As I mentioned before, it was a dreary and drizzly day but we still went everywhere by bike. Really, it was not a big deal. We were dressed for it and were already working outside anyway. Curtis and I had a great time chatting away as we rode the side-streets of Kelowna traveling from one location to the other. Yep, we could have done the same in a pick-up truck, but it would have been somehow different. Sorry about the cliche, but there was something very “Zen” about the whole thing. By the end of our morning together, Curtis and Eve had harvested and prep’ed a ton of food. Curtis kept on exclaiming to me “look at all this stuff!” Yep, they have grown a lot of food in only a few backyards.
5:30 am on Saturday morning came pretty early for me. This was the time I had arranged to meet at the Green City base to follow our intrepid duo to the Kelowna Farmers Market. I did OK, but it was more like 5:45 when I got there. By that time Curtis and Eve had almost completed loading the bike trailers. All that was left to do was tie them down and make the journey of several kilometers to the market.
Everything is transported by bike and trailer. All the produce, the tent, display baskets, everything. It was really very cool to be cycling down the road next to the loaded bikes. With hardly any traffic on the road it certainly made photographing them a lot easier! I also love the fact the Eve changes out of her work jeans and and wears very stylish dresses to the market. You gotta dress for the occasion!
We turn into the Farmers Market lot and for a while stand in the line-up with the other vehicles waiting to be allocated our area. As I look around amongst the vans, pick-up trucks, and cars, I am not surprised to see that we are the only bicycles in the lot. Next, it is time to setup the stall and they are ready to go.
In a number of previous posts I have written about transition towns and the need for the re-localization of our food production. Curtis and Eve are showing us that it can indeed be done. It can also be done without tons of expensive machinery on huge acreages. Before I get criticized for being overly “pollyanna” about this, I want to add that these two work very hard to grow and harvest the vegetables they sell.
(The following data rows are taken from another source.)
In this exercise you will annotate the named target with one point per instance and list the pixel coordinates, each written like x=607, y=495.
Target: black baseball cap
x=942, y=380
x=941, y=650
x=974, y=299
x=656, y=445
Curtis’s enthusiasm for what he is doing only serves to punctuate the deep passion that drives him to do what he does. Someone else may not be as successful. And, it is still early days for Green City Acres. This is the first year of production and Kelowna has been blessed with an unusual level of early-season rainfall. The proof will be in the long term viability of the venture. However, whatever trials come their way, I expect Curtis and Eve will meet them head on and with a smile.
A big thanks to Eve and Curtis for letting me hang around and continually poke a camera lens in their faces. It was a total pleasure hanging out with you both!